# Loan Approval Classification Dataset
## Data Source
This dataset is a synthetic version inspired by the original Credit Risk dataset on Kaggle and enriched with additional variables based on historical loan approval data. SMOTENC was used to simulate new data points to enlarge the databank. The dataset is structured for both categorical and continuous features.
## Metadata
The dataset contains 45,000 records and 14 variables, each described below:
### Personal Information Features:
1. person_age: Age of the person
2. person_gender: Gender of the person
3. person_education: Highest education level
4. person_income: Annual income
5. person_emp_exp: Years of employment experience
6. person_home_ownership: Home ownership status (e.g., rent, own, mortgage)

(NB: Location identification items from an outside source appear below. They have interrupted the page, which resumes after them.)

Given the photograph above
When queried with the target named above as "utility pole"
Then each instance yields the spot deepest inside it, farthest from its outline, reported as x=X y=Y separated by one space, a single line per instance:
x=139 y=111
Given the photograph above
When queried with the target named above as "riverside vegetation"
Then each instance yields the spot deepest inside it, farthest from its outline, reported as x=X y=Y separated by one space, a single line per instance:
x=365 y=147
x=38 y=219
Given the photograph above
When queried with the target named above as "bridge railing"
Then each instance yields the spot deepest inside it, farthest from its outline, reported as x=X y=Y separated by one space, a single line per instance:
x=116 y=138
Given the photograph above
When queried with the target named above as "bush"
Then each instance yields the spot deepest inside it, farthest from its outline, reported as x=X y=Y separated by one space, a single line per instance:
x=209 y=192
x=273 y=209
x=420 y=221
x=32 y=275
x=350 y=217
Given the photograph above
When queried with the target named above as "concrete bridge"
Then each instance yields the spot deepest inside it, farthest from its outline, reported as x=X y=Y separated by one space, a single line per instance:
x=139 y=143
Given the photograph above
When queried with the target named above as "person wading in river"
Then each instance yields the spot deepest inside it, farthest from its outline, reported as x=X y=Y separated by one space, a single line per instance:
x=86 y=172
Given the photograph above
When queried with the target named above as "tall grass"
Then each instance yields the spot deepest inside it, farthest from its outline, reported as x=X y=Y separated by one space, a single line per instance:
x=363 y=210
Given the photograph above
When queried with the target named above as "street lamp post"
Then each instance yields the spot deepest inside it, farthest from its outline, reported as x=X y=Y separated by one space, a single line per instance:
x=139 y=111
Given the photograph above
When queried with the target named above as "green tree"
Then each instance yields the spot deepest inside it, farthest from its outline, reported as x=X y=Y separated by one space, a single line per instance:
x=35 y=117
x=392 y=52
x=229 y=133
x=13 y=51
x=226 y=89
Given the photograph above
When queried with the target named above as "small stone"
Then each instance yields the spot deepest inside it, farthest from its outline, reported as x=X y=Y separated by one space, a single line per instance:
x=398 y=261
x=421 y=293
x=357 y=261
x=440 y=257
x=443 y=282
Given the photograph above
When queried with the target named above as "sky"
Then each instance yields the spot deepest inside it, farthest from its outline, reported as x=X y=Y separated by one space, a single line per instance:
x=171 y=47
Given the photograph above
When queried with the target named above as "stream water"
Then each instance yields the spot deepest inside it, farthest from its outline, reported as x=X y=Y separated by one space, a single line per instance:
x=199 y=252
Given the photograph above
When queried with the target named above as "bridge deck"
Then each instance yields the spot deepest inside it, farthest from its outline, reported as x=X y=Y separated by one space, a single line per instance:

### Loan Information Features:
7. loan_amnt: Loan amount requested
8. loan_intent: Purpose of the loan
9. loan_int_rate: Loan interest rate
10. loan_percent_income: Loan amount as a percentage of annual income
### Credit Information Features:
11. cb_person_cred_hist_length: Length of credit history in years
12. credit_score: Credit score of the person
13. previous_loan_defaults_on_file: Indicator of previous loan defaults
14. loan_status: Loan approval status: 1 = approved, 0 = rejected (target variable)
## Target Variable
The target variable 'loan_status' is binary:
- 1 = approved
- 0 = rejected